1 and 2 are mechanical configuration diagrams of the head carriage transport mechanism according to the present invention, Figure 3 is a diagram showing factors for numerical calculation of the head carriage transport mechanism, and Figure 4 is a diagram showing the error curve of the same mechanism, 5 to 7 are mechanical configuration diagrams of an embodiment of the magnetic sheet jacket mounting device, and FIG. 8 is a configuration diagram showing the electrical system of the magnetic recording/reproducing device. 1.73... Spindle motor 2.69... Magnetic sheet 3... Center core 4.

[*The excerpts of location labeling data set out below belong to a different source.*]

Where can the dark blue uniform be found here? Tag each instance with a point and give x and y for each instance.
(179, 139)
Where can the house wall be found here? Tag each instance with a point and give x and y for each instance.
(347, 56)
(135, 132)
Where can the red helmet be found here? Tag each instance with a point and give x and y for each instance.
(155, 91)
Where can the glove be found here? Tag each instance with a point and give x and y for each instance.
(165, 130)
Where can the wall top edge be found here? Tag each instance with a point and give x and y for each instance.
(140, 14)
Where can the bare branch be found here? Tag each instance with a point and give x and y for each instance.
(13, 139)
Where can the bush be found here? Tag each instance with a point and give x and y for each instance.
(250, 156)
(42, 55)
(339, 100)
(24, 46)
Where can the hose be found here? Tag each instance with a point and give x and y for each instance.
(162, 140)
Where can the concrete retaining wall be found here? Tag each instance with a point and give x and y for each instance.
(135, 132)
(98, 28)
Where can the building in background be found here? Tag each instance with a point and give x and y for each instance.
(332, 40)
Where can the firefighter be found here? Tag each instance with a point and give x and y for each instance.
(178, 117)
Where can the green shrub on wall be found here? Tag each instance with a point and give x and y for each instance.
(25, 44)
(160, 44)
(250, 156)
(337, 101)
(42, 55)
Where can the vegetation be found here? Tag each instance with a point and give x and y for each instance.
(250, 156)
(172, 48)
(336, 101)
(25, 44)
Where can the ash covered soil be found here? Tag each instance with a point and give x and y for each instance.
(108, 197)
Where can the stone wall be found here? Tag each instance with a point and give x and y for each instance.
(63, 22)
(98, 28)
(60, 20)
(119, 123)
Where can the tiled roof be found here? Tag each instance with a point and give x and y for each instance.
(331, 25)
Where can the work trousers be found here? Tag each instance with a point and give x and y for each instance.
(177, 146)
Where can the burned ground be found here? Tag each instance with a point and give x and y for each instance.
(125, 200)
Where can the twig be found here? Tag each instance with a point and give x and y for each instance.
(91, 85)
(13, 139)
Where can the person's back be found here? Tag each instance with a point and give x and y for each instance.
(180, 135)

...Magnetic sheet jacket 5...Holder 6...Forced press-fit plate 7...
・Press spring 8...Top cover 9...Press member 10...Set spring 11...Eject spring 12...Support member 13...Casing
14...Regulation member 15...Top cover lock detection switch 16.17.28.29...Bin 20...Plunger 21...Iron core 22.25
...Arm 23...Slide arm 24.27
．． 31, 40.45.48.49゜51.57... Spring 26... Ratchet feed pawl 30... Stopper 32... Ratchet gear 32a, 33.34.35... Gear 41...・Head 42...Head stand 43...Arm
46.47...Guide 50...Lever
52... Adjustment screw 55... Movable member 5
6...Holding member 58...Jacket detection switch 59...Forced press-fit plate press release piece 60...Forced press-fit plate press piece Patent applicant Roku Konishi Photo Industry Co., Ltd. Representative Patent attorney Toji Ijima 1
Name ■O to■0OP-hemmnogunn00 Fnoku■no0 I■■O (p, 1nLn[F]

Claims (1)

[Claims] In a head feeding mechanism of a magnetic information processing device that has a disk-shaped magnetic recording medium installed in the main body, records image information on concentric tracks, and reads and reproduces the recorded image information as necessary. , has a head stand whose movement is regulated by a linear guide, and a gear that is rotatably arranged and meshes with a ratchet gear and a coaxial gear at the rotating tip,
A head feeding mechanism comprising: a sector having a head stand driving member in contact with the head stand at an intermediate portion; and a feed pawl mechanism that advances a ratchet gear by one tooth in response to suction of a plunger.